= Diane Stone =

Australian-British academic (born 1964)

Diane L. Stone (born April 1964) is an Australian-British academic. Her research and publication addresses the influence of ideas and expertise on policy, the political economy of higher education; the ‘new diplomacy’; policy networks; international philanthropy; think tanks and global governance.

==Career==
Diane Stone was a founding vice president of the International Public Policy Association for 8 years until June 2022. She is Professor of Global Policy at the European University Institute in the Florence School of Transnational Governance. Until 2019, she worked at the University of Warwick for 23 years.

Stone was Foundation Professor of Public Policy at Central European University (CEU) in Budapest in 2004, thereafter remaining as Visiting Professor from 2008. From 2019 she became full time Dean to oversee the transition of the School of Public Policy to Vienna.

In 2012, she became a fellow of the Academy of the Social Sciences in Australia. Stone was also one of a handful of Centenary Professors at the University of Canberra where she was based in the now closed Institute for Governance and Policy Analysis.

During 1999, Stone worked at the World Bank Institute as a member of the Secretariat that launched the Global Development Network. She was an editor of Global Governance: A Review of Multilateralism and International Organizations. Until 2020, she was Consulting Editor with Policy & Politics.

Stone's research and publication has focused on the influence of ideas and expertise in policy making, and especially the impact of think tanks. Other work has focused on policy networks. especially networks sponsored by the World Bank.
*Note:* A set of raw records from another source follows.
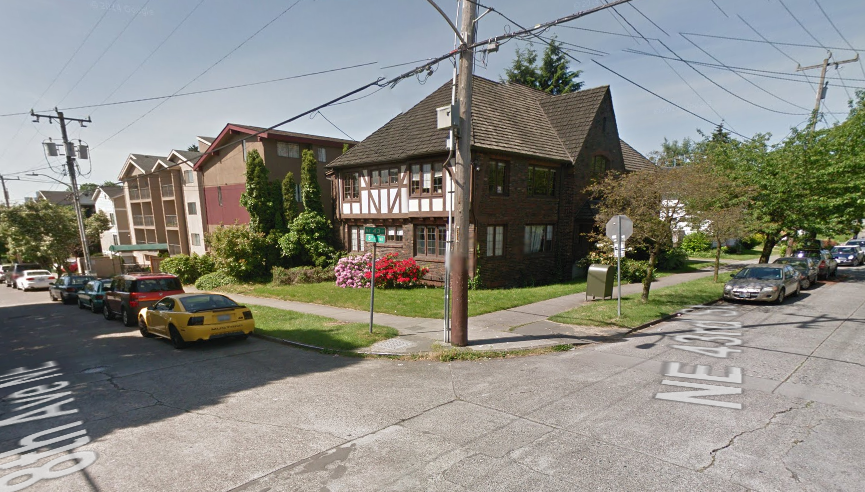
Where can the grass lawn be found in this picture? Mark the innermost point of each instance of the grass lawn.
(419, 302)
(317, 330)
(662, 302)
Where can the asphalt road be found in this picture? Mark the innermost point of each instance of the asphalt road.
(116, 412)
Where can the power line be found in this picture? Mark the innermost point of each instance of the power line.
(664, 98)
(217, 62)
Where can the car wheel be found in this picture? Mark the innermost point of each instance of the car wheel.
(142, 327)
(127, 319)
(106, 312)
(780, 299)
(176, 340)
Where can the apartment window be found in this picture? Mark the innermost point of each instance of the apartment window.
(541, 181)
(394, 234)
(538, 239)
(498, 178)
(599, 165)
(350, 186)
(415, 179)
(431, 241)
(495, 240)
(356, 238)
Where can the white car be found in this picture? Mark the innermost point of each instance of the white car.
(35, 279)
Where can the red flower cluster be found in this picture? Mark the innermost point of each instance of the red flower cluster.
(391, 272)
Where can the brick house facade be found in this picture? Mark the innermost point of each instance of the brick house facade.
(532, 155)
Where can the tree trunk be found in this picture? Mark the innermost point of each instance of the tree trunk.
(647, 281)
(768, 244)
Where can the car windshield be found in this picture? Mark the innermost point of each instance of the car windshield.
(206, 302)
(760, 273)
(158, 284)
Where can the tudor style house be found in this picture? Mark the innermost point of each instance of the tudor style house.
(223, 172)
(532, 155)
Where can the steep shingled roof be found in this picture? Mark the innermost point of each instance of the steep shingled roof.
(634, 161)
(505, 117)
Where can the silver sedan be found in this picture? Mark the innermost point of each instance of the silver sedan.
(764, 282)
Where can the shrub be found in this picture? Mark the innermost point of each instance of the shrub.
(302, 275)
(349, 271)
(188, 268)
(695, 242)
(673, 259)
(391, 272)
(238, 251)
(214, 280)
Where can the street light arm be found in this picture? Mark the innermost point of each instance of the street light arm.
(462, 40)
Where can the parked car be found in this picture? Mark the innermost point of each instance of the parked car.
(764, 282)
(848, 255)
(93, 294)
(826, 264)
(17, 270)
(186, 318)
(807, 268)
(67, 286)
(128, 294)
(34, 279)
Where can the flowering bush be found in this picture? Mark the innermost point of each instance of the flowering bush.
(391, 272)
(350, 270)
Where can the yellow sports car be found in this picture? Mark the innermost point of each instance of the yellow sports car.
(185, 318)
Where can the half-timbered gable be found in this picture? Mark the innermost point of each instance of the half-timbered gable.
(532, 154)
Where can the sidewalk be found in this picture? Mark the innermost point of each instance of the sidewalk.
(523, 327)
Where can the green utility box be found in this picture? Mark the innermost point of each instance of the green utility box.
(600, 280)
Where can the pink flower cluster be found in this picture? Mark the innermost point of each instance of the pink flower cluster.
(350, 270)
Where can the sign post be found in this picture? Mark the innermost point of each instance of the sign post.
(619, 229)
(373, 235)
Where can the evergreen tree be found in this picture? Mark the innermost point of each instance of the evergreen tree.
(289, 199)
(309, 187)
(258, 198)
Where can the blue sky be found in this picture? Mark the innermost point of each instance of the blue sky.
(43, 36)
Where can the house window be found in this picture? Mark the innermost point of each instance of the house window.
(356, 238)
(541, 181)
(538, 239)
(495, 240)
(394, 234)
(430, 241)
(350, 186)
(599, 165)
(498, 178)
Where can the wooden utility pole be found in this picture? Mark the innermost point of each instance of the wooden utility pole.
(462, 183)
(69, 149)
(821, 89)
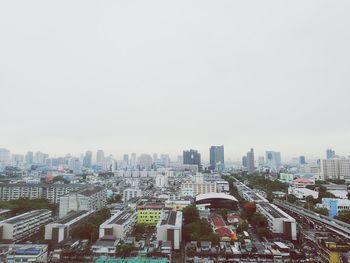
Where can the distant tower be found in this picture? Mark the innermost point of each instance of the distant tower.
(250, 161)
(217, 156)
(330, 154)
(192, 157)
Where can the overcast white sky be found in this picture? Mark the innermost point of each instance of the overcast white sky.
(163, 76)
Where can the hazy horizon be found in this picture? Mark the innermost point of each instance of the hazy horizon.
(159, 76)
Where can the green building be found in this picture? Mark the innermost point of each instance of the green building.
(149, 214)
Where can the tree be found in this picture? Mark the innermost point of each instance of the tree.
(344, 216)
(190, 214)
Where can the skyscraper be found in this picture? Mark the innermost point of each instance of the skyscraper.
(273, 160)
(330, 153)
(100, 156)
(244, 161)
(29, 157)
(192, 157)
(87, 162)
(250, 161)
(217, 156)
Recent scholarship addresses the dynamics of global policy making and transnational administration as well as processes of policy translation.

At CEU, her research addressed international organisation influences on the transition countries of Central Europe. She also researched international philanthropy in higher education, including that of the Open Society Foundations.

At Warwick, research and publication addressed the new diplomacy in science, culture and diaspora. Stone was a research leader in the European Commission's EL-CSID consortium on European Leadership in Cultural, Science and Innovation Diplomacy.

==Selected publications==

- ‘Transnational Policy Transfer: Ideas, Power, and Development’, special issue guest edited with Leslie A. Pal and Osmany Porto de Oliveira, Policy & Society. 2020.
- Making Global Policy, Cambridge University Press, December 2019
- Oxford Handbook of Global Policy and Transnational Administration, with K. Moloney, Oxford University Press, 2019.
- Policy Experiments, Failures and Innovations: Beyond Accession in Central and Eastern Europe, with A. Batory and A. Cartwright, Edward Elgar, 2018.
- Knowledge Actors and Transnational Governance: The Public-Private Policy Nexus in the Global Agora Palgrave MacMillan, 2013.
- The World Bank and Governance: A Decade of Reform and Reaction, with C. Wright, Routledge, 2006.
- Global Knowledge Networks and International Development: Bridges Across Boundaries, with S. Maxwell, Routledge, 2005
- Think Tank Traditions: Policy Research and the Politics of Ideas, with A. Denham (Manchester, Manchester University Press, 2004).
- Banking on Knowledge: The Genesis of the Global Development Network, London, Routledge, 2000.
- Think Tanks Across Nations: A Comparative Approach (Manchester, Manchester University Press, 1998.
- Capturing the Political Imagination: Think Tanks and the Policy Process, London: Frank Cass, 1996.